Objectives: To estimate the prevalence of OD and its associated factors among patients hospitalized for CAP and to assess one-year outcomes according to the presence or absence of OD.

Methods: We studied 226 patients hospitalized for CAP and 226 patients hospitalized for respiratory conditions other than CAP. We screened the risk of OD using the Eating Assessment Tool-10 (EAT-10), followed by the volume-viscosity swallow test (V-VST).

Results: A total of 122 (53.9%) patients with CAP had confirmed OD compared with 44 (19.4%) patients without CAP. Patients with CAP and OD were older (p < 0.001; 1.02-1.07) and had less familial/institutional support (p = 0.036; 0.12-0.91) compared to patients with CAP and no OD. OD was more prevalent as the CURB-65 score increased (p < 0.001). Patients with OD spent more time in the hospital (14.5 vs. 11.0 days; p = 0.038) and required more visits to the emergency room (ER). Twenty (16.4%) patients with CAP and OD died after discharge vs. one (0.8%) patient with CAP and no OD (p < 0.001; CI = 2.24-42.60).

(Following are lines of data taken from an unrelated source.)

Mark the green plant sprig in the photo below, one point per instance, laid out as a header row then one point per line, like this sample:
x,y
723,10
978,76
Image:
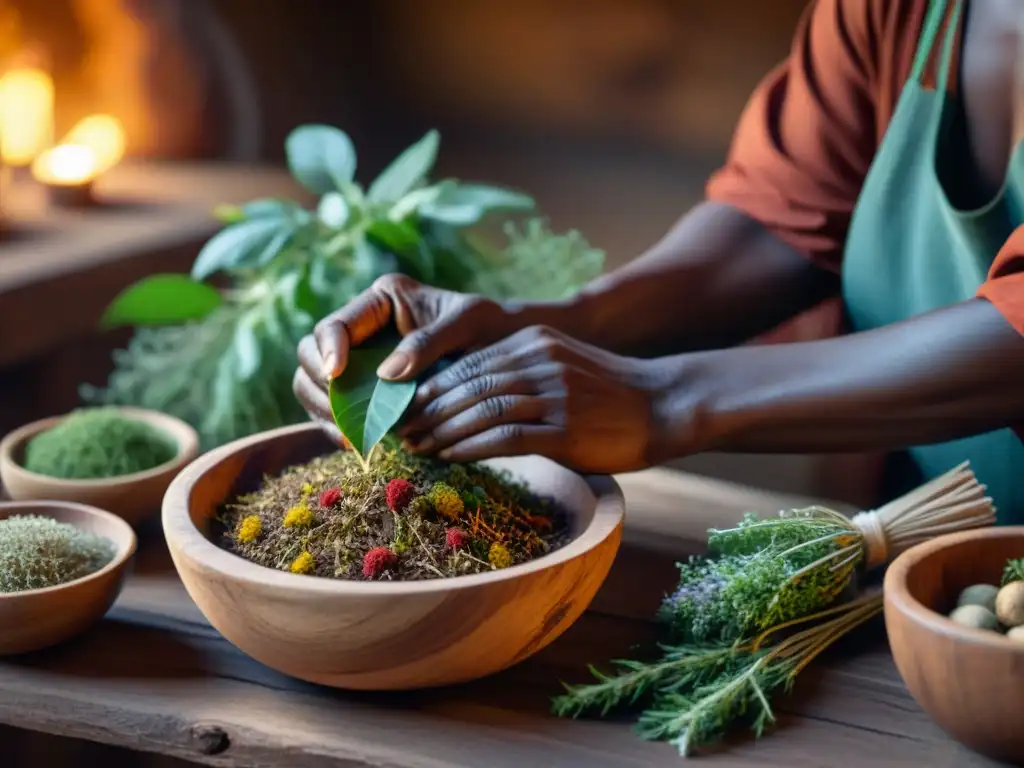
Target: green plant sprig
x,y
762,573
1014,571
698,692
223,359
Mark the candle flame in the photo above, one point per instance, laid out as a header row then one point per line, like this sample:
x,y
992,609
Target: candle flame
x,y
67,165
103,134
26,115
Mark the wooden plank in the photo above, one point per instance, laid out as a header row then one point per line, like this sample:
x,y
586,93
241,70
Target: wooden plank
x,y
156,677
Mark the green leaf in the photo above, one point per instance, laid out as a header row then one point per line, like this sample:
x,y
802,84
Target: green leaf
x,y
404,241
333,210
364,407
398,237
387,406
240,243
464,205
246,347
321,158
162,300
406,171
413,202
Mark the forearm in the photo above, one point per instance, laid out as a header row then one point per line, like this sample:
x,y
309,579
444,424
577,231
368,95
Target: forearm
x,y
716,280
949,374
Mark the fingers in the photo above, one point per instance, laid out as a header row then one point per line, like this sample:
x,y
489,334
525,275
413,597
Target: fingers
x,y
460,322
497,358
350,326
494,412
483,387
310,360
507,439
312,397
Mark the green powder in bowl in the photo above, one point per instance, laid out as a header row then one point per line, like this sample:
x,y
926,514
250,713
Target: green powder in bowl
x,y
98,442
39,552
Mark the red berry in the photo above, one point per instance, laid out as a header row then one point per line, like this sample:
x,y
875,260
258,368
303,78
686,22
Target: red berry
x,y
456,539
330,497
398,494
377,561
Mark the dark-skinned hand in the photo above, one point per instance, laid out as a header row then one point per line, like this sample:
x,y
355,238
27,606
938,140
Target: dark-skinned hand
x,y
539,391
433,324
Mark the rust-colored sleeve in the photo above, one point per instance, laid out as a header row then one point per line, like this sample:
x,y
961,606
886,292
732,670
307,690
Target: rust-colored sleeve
x,y
1005,287
807,137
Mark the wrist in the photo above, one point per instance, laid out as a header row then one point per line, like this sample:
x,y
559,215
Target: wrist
x,y
684,414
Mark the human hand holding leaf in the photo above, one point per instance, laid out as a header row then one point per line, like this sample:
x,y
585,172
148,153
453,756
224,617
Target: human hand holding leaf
x,y
367,408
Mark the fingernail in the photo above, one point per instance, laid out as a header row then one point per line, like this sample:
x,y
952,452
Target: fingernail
x,y
330,364
393,367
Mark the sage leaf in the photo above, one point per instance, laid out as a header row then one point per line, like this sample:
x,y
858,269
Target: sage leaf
x,y
406,171
397,237
387,406
464,205
321,158
162,300
333,210
237,244
365,408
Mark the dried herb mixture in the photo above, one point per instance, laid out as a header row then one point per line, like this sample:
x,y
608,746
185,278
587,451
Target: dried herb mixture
x,y
406,518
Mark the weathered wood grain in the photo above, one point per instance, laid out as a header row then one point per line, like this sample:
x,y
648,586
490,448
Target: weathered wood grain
x,y
156,218
156,677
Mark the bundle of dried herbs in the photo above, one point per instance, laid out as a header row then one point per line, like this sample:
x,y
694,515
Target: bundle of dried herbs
x,y
395,516
728,645
696,692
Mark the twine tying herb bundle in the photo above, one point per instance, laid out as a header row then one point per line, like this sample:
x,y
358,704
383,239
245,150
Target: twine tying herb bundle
x,y
764,572
733,619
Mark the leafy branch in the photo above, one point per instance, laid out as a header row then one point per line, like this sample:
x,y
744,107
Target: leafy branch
x,y
223,359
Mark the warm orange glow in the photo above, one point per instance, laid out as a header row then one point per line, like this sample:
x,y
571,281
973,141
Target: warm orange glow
x,y
101,133
66,165
26,115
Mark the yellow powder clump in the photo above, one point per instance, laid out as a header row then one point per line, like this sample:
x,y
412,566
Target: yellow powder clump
x,y
298,517
250,528
446,501
304,563
499,556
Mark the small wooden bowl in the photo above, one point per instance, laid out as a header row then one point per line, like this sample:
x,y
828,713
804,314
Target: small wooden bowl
x,y
384,635
132,497
970,681
38,619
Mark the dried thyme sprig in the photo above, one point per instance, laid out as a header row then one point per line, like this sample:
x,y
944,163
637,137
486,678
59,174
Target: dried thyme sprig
x,y
698,692
763,572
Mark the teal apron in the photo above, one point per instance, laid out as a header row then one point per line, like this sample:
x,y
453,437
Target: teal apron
x,y
909,251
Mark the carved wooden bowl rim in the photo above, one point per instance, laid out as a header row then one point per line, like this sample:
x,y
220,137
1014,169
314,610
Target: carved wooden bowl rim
x,y
184,536
183,435
899,598
110,526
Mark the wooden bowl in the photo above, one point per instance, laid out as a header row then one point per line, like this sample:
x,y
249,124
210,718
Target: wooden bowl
x,y
970,681
132,497
384,635
38,619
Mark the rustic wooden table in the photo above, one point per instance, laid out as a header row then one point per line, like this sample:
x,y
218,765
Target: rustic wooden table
x,y
156,678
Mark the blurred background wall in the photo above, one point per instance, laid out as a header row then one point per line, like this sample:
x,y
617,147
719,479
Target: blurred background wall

Conclusions: The prevalence of OD in hospitalized patients with CAP is higher than in patients hospitalized for other respiratory diagnoses. Advanced age, lower familial/institutional support, and increased CAP severity are associated with OD. Patients with CAP and OD are more frequent ER visitors after discharge and have a higher mortality. In patients with CAP and OD, aspiration pneumonia is likely underestimated.

Keywords: community-acquired pneumonia; eat-10; mortality; oropharyngeal dysphagia; v-vst.